8800GTX:345GFlops or 518GFlops?

soa · December 7, 2007, 12:28pm

Hi. External Image
I wonder that finally 8800GTX has 345 GFlops or 518 GFlops when I use it via CUDA.
In other words :
345 = 1.35(Hz) * 128 (SPs) * 2(issue)?
518 = 1.35(Hz) * 128 (SPs) * 3(issue)?

Which is right?
In addition to it, how is the case that the MAD/MUL is performed at the same time?always?

I see that someone say 345GFlops( [url=“http://forums.nvidia.com/index.php?showtopic=36286”]http://forums.nvidia.com/index.php?showtopic=36286[/url] ) and other someone say 518GFlops on web sites. Of course, I hear that the G80’SP have the ability of peforming the dual issue from nVIDIA. I also read the article. [url=“The Official NVIDIA Forums | NVIDIA”]The Official NVIDIA Forums | NVIDIA

If you know the example of the demonstration of application performing over the 345 GFlops, please tell me. I would like to see it.

seibert · December 7, 2007, 1:47pm

The ~300 GFLOPS number is the “correct” one if you only count the scalar processors. The ~500 GFLOPS number comes from including the arithmetic performed by the separate texture units (interpolation and so on) as well. As far as I know, the G80 can only complete (when the pipeline is full) one instruction per clock, but if that instruction is a fused MAD/MUL, then perhaps that counts as two floating point operations.

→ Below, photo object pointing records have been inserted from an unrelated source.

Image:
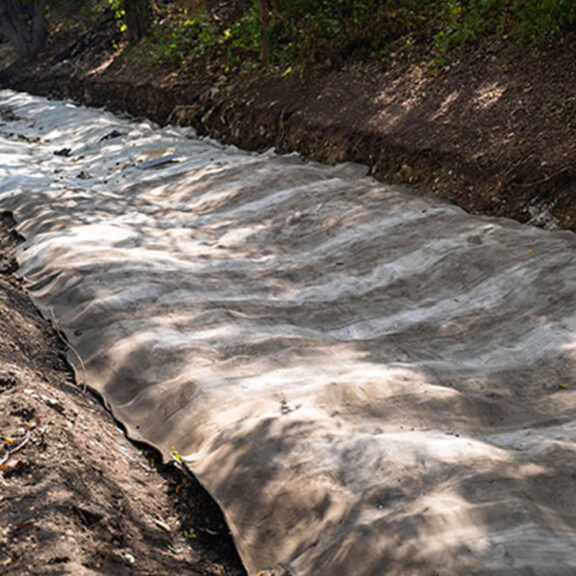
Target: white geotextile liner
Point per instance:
(367, 381)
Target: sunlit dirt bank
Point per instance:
(367, 380)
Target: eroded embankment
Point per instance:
(494, 131)
(368, 381)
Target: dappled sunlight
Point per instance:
(367, 381)
(488, 95)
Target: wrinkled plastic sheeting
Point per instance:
(367, 381)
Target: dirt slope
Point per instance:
(494, 130)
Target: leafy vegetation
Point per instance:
(292, 34)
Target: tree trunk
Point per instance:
(139, 18)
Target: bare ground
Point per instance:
(76, 497)
(494, 132)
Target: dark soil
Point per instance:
(76, 497)
(495, 132)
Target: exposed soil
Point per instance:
(494, 132)
(76, 497)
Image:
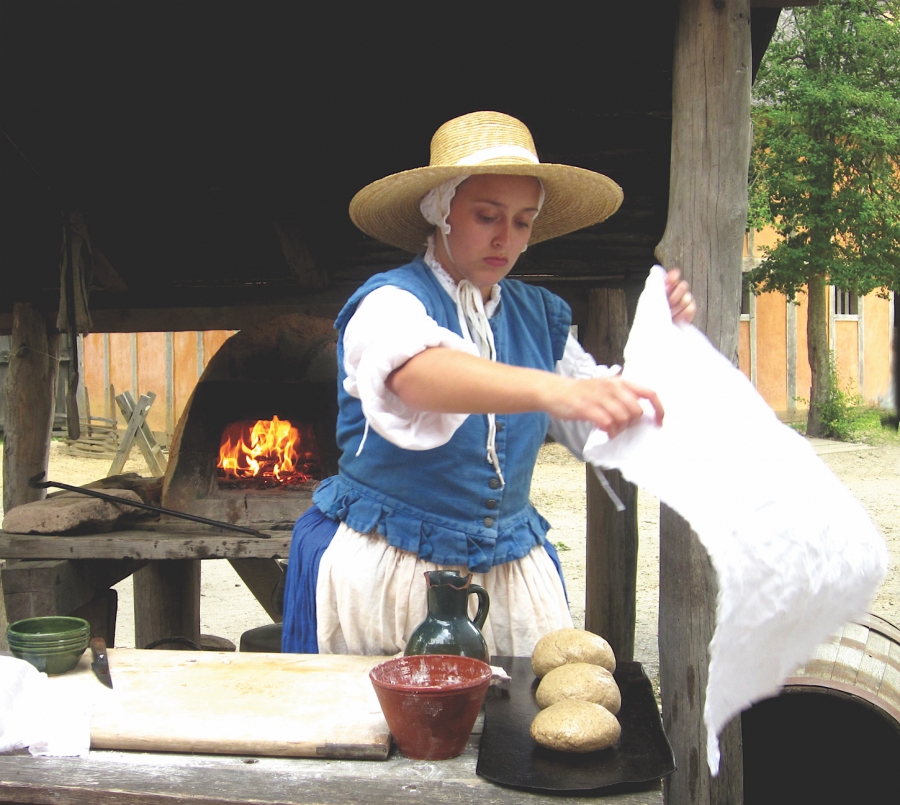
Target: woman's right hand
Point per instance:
(609, 403)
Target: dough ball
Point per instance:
(575, 726)
(580, 680)
(571, 645)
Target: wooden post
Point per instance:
(4, 645)
(30, 392)
(167, 601)
(612, 536)
(704, 237)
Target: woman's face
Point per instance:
(490, 224)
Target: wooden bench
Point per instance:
(66, 575)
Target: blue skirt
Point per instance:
(313, 533)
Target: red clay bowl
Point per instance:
(431, 701)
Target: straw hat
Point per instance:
(483, 142)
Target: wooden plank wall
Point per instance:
(168, 364)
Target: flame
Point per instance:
(270, 449)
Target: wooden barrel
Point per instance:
(833, 734)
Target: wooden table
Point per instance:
(65, 575)
(135, 778)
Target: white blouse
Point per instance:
(389, 327)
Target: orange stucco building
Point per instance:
(772, 345)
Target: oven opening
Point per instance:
(268, 454)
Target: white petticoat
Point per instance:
(370, 597)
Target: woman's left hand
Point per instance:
(681, 301)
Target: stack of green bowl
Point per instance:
(52, 644)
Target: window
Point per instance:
(846, 303)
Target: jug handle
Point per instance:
(484, 604)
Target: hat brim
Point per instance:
(388, 209)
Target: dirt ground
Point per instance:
(228, 608)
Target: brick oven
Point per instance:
(267, 385)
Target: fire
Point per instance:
(275, 451)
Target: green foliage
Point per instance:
(838, 412)
(825, 170)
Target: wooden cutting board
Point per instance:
(294, 705)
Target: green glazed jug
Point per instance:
(447, 628)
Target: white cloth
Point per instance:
(370, 596)
(41, 714)
(795, 554)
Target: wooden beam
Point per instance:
(704, 236)
(612, 535)
(30, 395)
(151, 543)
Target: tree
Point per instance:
(825, 170)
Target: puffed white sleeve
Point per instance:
(389, 327)
(577, 363)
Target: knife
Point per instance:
(100, 663)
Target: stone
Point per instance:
(72, 513)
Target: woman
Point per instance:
(449, 378)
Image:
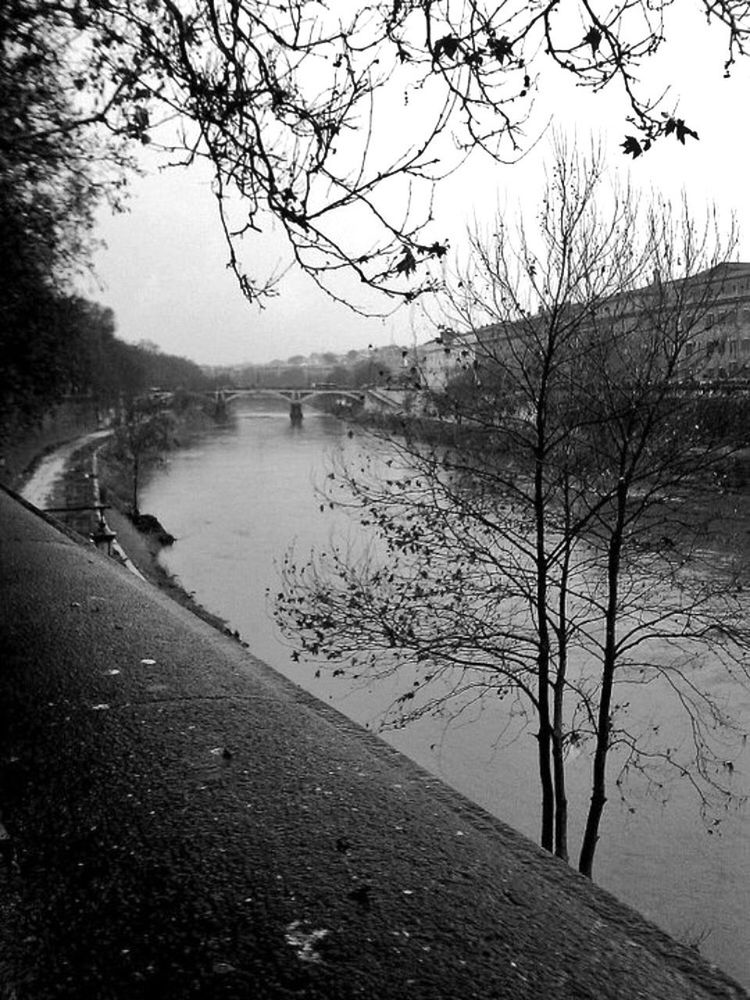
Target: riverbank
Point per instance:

GFLOPS statistics are all nonsense anyway. :) You’re more likely to be limited by memory bandwidth or memory access patterns than FLOPS in CUDA.

soa · December 8, 2007, 2:43am

Hi. Thank you, Seibert.

If MAD/MUL is issued at the same time,

it counts 3 floating-point operations(MUL+ADD+MUL) because MAD is MUL+ADD.

Is is right? :)

Yes. I understand that the computational speed is

limited by memory bandwidth than processor speed in almost problems.

However if we don’t recognize the peak performance correctly,

we suffer passively from the performance of the program

although the program have already achieved almost(over 80%) peak performance. External Media

For example, if my program achieve 320 GFlops(Peak Performance 345GFlops),

it is successful to bring out GPU’s best but if peak is 518 GFlops it is not.

seibert · December 8, 2007, 8:07pm

I think it is just two:

x = a * b + c

Three operands there, but only two operations.

javier1 · December 10, 2007, 3:26pm

You forgot the ADD part in a MAD (Multiply and Add). It is:

x = [x + a*b] + c (MADD between brackets)

wumpus · December 11, 2007, 9:39am

no, mad is

x = a*b+c

mac (multiply accumulate) on the other hand is

x = a*b+x

Both are two operations (hence multiply-add). There is no “x = [x + a*b] + c” instruction on G8x.

javier1 · December 11, 2007, 2:42pm

Yes. But if it can issue a MAD and a MUL operation (MAD/MUL), that makes three. That’s my point. (I made a mistake, the third operation is not another ADD, but a MUL; and that way you can’t do a double issue anyway, so wrong wrong, forget about my example). So, two floating point operations in a MAD (MAC or whatever, it is a double floating point operation) and a multiplication, makes 3 floating point operations per-clock cicle per core.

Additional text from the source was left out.